Date: 16 December 2019 , 19:30
News ID: 7983

Asia-Pacific naphtha crackers to cut operating rates

Several naphtha-based crackers throughout Asia-Pacific are considering cutting their operating rates as margin losses deepen.
Asia-Pacific naphtha crackers to cut operating rates

Prices of naphtha have been rising from below $500/t cfr Japan in early October to more than $570/t cfr Japan this week. Prices of ethylene fell from $800/t cfr northeast Asia to $700/t cfr over the same period. Propylene prices also fell from $990/t cfr northeast Asia at the end of October to $700/t cfr this week.

Rising feedstock costs while olefins prices fall have resulted in cracker operators experiencing mounting margins pressure. Naphtha crackers margins were almost $280/t in early October but are now at almost -$140/t this week, according to Argus' calculations.

South Korea's SKGC in October had already dropped the operating rate at its smaller 160,000 t/yr cracker to 80pc. The producer will now be cutting rates at its larger 670,000 t/yr cracker as well, although details are not immediately available. Market participants forecast SKGC will reduce run rates at the larger cracker by 10-20pc.

Other naphtha cracker operators in October also adjusted operating rates marginally lower to ease inventory pressure after operating rates at derivative polyethylene units were reduced.

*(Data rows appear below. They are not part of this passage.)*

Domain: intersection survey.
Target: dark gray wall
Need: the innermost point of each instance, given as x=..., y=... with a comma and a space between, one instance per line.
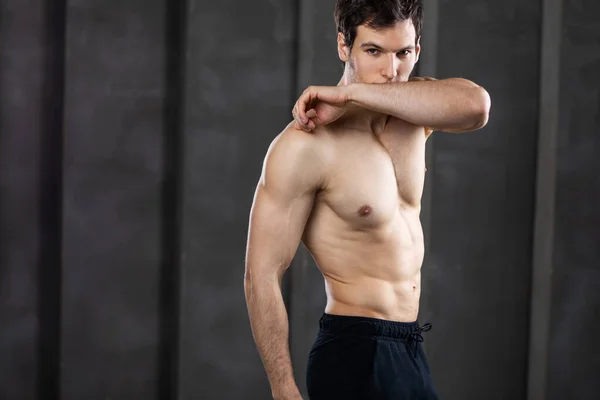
x=573, y=354
x=131, y=140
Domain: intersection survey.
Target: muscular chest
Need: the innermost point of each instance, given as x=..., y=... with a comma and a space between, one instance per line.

But these units are now operating normally. Chinese crackers are currently maintaining their operating rates and have no intention to cut output for now.

More South Korean naphtha crackers are now seriously considering rate cuts. LG Chemicals expects to soon make a decision soon about cutting operations by 10-15pc at its larger Daesan-based cracker with a capacity of 1.27mn t/yr. Lotte Chemical and YNCC are also considering adjusting production lower at their cracker and related derivative units.

A southeast Asian producer has possibly loaded down its cracker operations since October, although details are not immediately available. Crackers owned by Siam Cement and Dow Chemicals in Thailand will also rationalize operations. Map Ta Phut Olefins' 900,000 t/yr cracker and the Rayong Olefins' 800,000 t/yr cracker will both cut run rates by 10pc in January.